Max Baer and the Star of David
This short novel employs the literary artifice of a fictional eyewitness account, ostensibly to tell Max Baer’s story from 1929 until his death, aged fifty, in 1959. In that period, Max Baer killed one fellow boxer, may have played a role in the death of another, turned hero by wearing the Star of David on his shorts for his fight with German boxer Max Schmeling, and became the world heavyweight boxing champion. He makes an inspired choice of subject for biographical historical fiction
The story is narrated partly by the fictional Horace Littlejohn Sr. (who maintains an incestuous sham marriage with his sister, Joleen, both of whom are hired by Max) and Horace Littlejohn Jr. (Max’s fictional illegitimate son by Joleen). A fictional homosexual relationship between Max Baer and narrator Horace Sr. is largely left undeveloped.
Greater prominence is given to the lives of the fictional narrators and their family than to Max Baer. Events such as fratricide, Horace Sr.’s extramarital affair, and Horace Jr.’s evolution as a brilliant biblical scholar have no apparent relationship with Max Baer’s story but are all dramatized and given considerable space.
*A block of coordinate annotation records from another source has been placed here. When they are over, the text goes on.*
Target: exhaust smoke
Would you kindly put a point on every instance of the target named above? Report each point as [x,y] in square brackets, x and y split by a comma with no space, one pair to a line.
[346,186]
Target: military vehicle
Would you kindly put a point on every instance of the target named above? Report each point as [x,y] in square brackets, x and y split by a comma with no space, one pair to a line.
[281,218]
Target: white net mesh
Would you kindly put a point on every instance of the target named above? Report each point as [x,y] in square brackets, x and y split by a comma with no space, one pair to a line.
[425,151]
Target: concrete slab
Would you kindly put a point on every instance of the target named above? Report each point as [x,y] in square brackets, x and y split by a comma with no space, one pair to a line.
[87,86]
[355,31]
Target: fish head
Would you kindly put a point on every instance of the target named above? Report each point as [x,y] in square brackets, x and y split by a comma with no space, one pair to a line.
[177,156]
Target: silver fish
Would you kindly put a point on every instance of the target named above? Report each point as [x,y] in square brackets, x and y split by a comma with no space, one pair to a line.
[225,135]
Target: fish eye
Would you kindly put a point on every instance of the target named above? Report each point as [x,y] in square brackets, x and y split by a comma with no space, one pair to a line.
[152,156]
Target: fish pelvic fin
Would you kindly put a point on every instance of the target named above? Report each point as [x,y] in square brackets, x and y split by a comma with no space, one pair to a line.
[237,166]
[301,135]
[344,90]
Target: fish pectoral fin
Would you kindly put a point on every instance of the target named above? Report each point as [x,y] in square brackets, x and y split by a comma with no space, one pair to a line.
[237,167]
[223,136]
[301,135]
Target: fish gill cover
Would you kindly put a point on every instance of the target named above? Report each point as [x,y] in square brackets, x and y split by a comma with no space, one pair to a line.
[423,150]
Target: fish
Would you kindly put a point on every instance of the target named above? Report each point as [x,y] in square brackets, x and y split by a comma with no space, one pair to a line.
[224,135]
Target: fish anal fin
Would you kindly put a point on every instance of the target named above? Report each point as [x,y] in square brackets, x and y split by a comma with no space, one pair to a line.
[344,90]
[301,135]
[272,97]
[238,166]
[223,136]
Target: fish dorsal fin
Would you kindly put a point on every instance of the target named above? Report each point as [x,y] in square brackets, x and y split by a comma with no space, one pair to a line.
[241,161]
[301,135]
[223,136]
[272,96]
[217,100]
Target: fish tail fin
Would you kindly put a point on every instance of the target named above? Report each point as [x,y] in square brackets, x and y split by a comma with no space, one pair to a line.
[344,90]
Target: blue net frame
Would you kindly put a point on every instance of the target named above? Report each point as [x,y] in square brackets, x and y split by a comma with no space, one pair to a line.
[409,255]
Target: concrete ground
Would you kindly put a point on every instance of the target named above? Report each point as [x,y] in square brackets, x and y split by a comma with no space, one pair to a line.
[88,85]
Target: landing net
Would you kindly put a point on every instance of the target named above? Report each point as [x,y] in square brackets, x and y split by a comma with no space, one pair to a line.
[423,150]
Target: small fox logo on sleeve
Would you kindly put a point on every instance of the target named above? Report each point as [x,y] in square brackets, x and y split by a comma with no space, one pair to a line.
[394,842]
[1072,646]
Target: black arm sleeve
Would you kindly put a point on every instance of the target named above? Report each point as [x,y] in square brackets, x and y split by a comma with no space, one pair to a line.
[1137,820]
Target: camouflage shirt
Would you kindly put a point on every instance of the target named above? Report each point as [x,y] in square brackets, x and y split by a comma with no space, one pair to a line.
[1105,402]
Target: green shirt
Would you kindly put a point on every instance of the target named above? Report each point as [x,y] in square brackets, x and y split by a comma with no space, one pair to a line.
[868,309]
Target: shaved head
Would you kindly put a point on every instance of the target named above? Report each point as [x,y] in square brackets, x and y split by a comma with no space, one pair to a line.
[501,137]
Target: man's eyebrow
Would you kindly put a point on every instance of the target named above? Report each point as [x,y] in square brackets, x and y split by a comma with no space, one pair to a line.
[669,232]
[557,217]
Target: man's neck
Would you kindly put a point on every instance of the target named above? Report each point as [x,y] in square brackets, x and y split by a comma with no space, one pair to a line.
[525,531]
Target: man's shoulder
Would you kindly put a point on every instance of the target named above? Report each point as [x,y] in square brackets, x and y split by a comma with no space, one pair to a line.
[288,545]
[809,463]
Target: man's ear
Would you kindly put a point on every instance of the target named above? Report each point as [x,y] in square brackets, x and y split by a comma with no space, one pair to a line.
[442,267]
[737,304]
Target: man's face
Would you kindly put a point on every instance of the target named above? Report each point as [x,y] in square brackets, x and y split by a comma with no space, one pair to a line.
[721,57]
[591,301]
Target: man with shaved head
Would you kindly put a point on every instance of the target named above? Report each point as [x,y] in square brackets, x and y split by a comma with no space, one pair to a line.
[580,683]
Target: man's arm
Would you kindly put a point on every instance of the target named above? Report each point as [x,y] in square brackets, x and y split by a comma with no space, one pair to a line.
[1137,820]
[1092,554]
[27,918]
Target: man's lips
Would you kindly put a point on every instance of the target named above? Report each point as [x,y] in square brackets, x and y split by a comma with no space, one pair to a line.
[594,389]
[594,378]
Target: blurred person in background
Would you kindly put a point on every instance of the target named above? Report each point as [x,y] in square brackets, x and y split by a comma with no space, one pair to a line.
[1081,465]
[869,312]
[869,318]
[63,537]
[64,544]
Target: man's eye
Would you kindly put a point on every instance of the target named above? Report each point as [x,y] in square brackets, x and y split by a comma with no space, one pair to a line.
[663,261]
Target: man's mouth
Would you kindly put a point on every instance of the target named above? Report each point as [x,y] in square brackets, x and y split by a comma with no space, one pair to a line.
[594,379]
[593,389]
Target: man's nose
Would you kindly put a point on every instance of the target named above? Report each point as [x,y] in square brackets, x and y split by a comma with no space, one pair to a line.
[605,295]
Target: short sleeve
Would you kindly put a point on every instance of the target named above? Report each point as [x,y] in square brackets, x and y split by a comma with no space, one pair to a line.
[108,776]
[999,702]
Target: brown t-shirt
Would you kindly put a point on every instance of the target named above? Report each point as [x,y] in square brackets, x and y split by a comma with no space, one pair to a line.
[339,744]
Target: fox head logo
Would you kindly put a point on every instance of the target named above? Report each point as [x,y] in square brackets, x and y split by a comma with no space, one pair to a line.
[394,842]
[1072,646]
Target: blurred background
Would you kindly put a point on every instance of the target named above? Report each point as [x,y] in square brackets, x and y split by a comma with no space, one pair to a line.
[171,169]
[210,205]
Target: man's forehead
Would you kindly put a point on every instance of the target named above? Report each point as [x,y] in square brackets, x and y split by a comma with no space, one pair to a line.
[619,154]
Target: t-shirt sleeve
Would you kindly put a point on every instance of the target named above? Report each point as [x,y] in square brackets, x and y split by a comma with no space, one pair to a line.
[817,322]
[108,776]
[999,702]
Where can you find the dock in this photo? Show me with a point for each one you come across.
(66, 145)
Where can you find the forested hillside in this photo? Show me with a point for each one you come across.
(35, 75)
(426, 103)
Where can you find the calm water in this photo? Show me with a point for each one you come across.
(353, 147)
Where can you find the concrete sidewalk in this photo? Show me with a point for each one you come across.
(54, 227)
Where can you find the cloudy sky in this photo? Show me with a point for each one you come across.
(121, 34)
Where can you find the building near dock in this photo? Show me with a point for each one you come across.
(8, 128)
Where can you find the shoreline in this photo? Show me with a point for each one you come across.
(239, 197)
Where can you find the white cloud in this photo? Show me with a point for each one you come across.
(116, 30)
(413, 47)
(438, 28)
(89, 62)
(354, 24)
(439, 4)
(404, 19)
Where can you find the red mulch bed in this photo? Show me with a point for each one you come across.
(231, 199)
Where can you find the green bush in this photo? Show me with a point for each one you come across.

Key facts, dates and events concerning Max Baer’s boxing career are provided for the reader, but with the exception of his killing of boxer Frankie Campbell and his wearing the Star of David, the majority of real events relating to Max Baer are reported, not dramatized.
Max Baer is portrayed as generous, clownish and at times endearing. Thus fans of boxing who took offence at Ron Howard’s ‘superficial’ portrayal of Max as a bloodthirsty, thuggish antagonist in his 2005 film, The Cinderella Man, a biopic on the boxer James Braddock, should be content with this novel, which contains a more sympathetic depiction.